Most video production professionals get started by gaining experience in their local community arts scene. It’s a great idea to use your community to gain experience. Get involved with the film festivals, theatre houses or local access news networks in your hometown, no matter how small-time they seem. It’s the only way to gain experience and that’s crucial in the production world. Take it from the folks at Comprehensive Media, Inc:

What’s so great about experience? Failure. Experience means you’ve learned from your mistakes and don’t want to repeat them. What do we say about inexperience? ‘They don’t know what they don’t know’… an experienced team can be more innovative because they have a greater wealth of knowledge from which to draw and that always works in the clients favor.

Build a Body of Work That Reflects You

Next, build a portfolio and use it to figure out what really makes you passionate about video production. Do this before you pay a dime for formal education. If you decide you are ready to get some more training, try workshops and seminars. These are a great way to learn content and add to your production experience and resume. Make videos and shorts, and write whenever you can. Learn how to use basic editing software and take advantage of any and all opportunities to familiarize yourself with the equipment and editing labs at your high school, college or university.

Liquid Productions, a London based corporate video production company offers industry beginners a few insider tips. Create a five-minute showreel of your best work, stick it on Vimeo or YouTube, and attach the link everywhere your Internet footprint goes. Add the URL to your email signature, social media bios, website and blog. Liquid says most potential employers will stick around for 90 seconds, so make it good and knock their socks off.

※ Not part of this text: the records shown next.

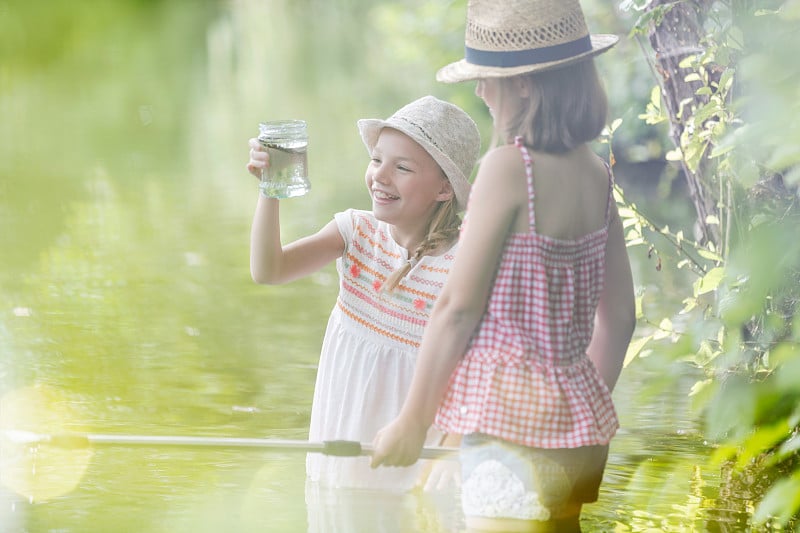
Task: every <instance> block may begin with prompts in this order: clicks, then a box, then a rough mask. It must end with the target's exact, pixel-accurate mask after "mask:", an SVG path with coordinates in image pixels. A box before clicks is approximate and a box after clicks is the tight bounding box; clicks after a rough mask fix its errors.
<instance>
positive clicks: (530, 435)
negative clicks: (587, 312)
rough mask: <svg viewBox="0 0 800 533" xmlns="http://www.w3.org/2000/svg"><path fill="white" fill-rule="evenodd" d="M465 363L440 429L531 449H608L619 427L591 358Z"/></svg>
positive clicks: (445, 431)
mask: <svg viewBox="0 0 800 533" xmlns="http://www.w3.org/2000/svg"><path fill="white" fill-rule="evenodd" d="M482 355H483V357H481V356H478V355H477V354H475V353H474V352H473V353H472V354H469V355H468V356H467V357H466V358H465V359H463V360H462V362H461V364H460V365H459V366H458V367H457V368H456V370H455V372H454V373H453V375H452V377H451V379H450V386H449V388H448V390H447V393H446V395H445V398H444V400H443V402H442V404H441V407H440V408H439V411H438V413H437V415H436V420H435V424H436V426H437V427H438V428H439V429H441V430H442V431H445V432H449V433H458V434H462V435H466V434H469V433H484V434H487V435H492V436H495V437H498V438H501V439H504V440H507V441H509V442H513V443H516V444H520V445H522V446H529V447H533V448H577V447H581V446H593V445H606V444H608V443H609V441H610V440H611V438H612V437H613V436H614V434H615V433H616V431H617V429H618V428H619V420H618V418H617V414H616V410H615V408H614V403H613V400H612V398H611V393H610V391H609V390H608V387H607V386H606V384H605V382H604V381H603V379H602V377H601V376H600V374H599V373H598V371H597V369H596V367H595V366H594V364H593V363H592V361H591V360H590V359H589V358H588V357H583V358H581V360H579V361H578V362H576V363H574V364H572V365H568V366H546V365H542V364H540V363H538V362H535V361H532V360H528V359H524V360H515V361H503V360H501V359H500V358H498V357H491V356H489V354H482Z"/></svg>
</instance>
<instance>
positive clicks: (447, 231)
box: [381, 196, 461, 293]
mask: <svg viewBox="0 0 800 533" xmlns="http://www.w3.org/2000/svg"><path fill="white" fill-rule="evenodd" d="M460 229H461V218H460V217H459V216H458V209H457V207H456V199H455V196H453V197H452V198H450V199H449V200H445V201H444V202H440V203H439V205H437V206H436V210H435V211H434V212H433V216H432V217H431V223H430V225H429V226H428V234H427V235H426V236H425V238H424V239H423V240H422V242H421V243H420V244H419V246H417V249H416V250H414V253H413V254H411V256H410V257H409V259H408V261H406V262H405V263H403V265H402V266H400V268H398V269H397V270H395V271H394V272H392V273H391V274H390V275H389V277H388V278H386V282H384V284H383V286H382V287H381V290H382V291H384V292H389V293H390V292H392V291H394V289H396V288H397V286H398V285H399V284H400V281H401V280H402V279H403V278H404V277H405V276H406V274H408V273H409V272H410V271H411V269H412V268H414V265H416V264H417V263H419V261H420V260H421V259H422V258H423V257H424V256H426V255H430V254H431V253H433V252H435V251H436V250H439V249H441V248H442V247H443V246H444V245H448V246H449V245H451V244H452V243H454V242H455V241H456V239H458V232H459V230H460Z"/></svg>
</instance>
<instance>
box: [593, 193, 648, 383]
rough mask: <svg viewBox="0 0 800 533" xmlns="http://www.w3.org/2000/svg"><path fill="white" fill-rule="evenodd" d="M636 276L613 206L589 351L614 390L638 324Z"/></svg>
mask: <svg viewBox="0 0 800 533" xmlns="http://www.w3.org/2000/svg"><path fill="white" fill-rule="evenodd" d="M634 298H635V297H634V293H633V277H632V275H631V265H630V260H629V259H628V252H627V250H626V248H625V237H624V235H623V231H622V222H621V221H620V218H619V213H618V212H617V209H616V207H615V206H614V207H613V211H612V216H611V222H610V224H609V230H608V242H607V243H606V274H605V281H604V285H603V292H602V293H601V295H600V302H599V304H598V306H597V313H596V314H595V320H594V333H593V334H592V340H591V342H590V343H589V348H588V349H587V353H588V355H589V358H590V359H591V360H592V362H593V363H594V365H595V366H596V367H597V370H598V371H599V372H600V375H601V376H602V377H603V379H604V380H605V382H606V385H607V386H608V388H609V390H614V386H615V385H616V384H617V379H618V378H619V374H620V372H621V371H622V363H623V362H624V361H625V352H626V351H627V349H628V343H630V340H631V336H632V335H633V330H634V327H635V325H636V307H635V306H636V304H635V301H634Z"/></svg>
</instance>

Don’t Forget, It’s the Story that Counts

No matter what kind of video you’re interested in making. You always have to tell a good story:

The thing to always remember.. is that no matter what the technology is doing, you want to remain highly focused on content creation, or storytelling…I believe that no matter how much technology changes, there will still be a need for good video producers/storytellers. In 10 years, there will just be more channels for that compelling content. — Kris Simmons, owner of 6 STRONG MEDIA corporate video production company.

With these tips in your pocket, think about your personal interests, resources and goals. Plan accordingly. Remember, there isn’t any guaranteed path to success. Take it from Director John Dowdle, who spent 13 years of destitute poverty before his filmmaking dream came true. His motto: it’s hard until it’s easy.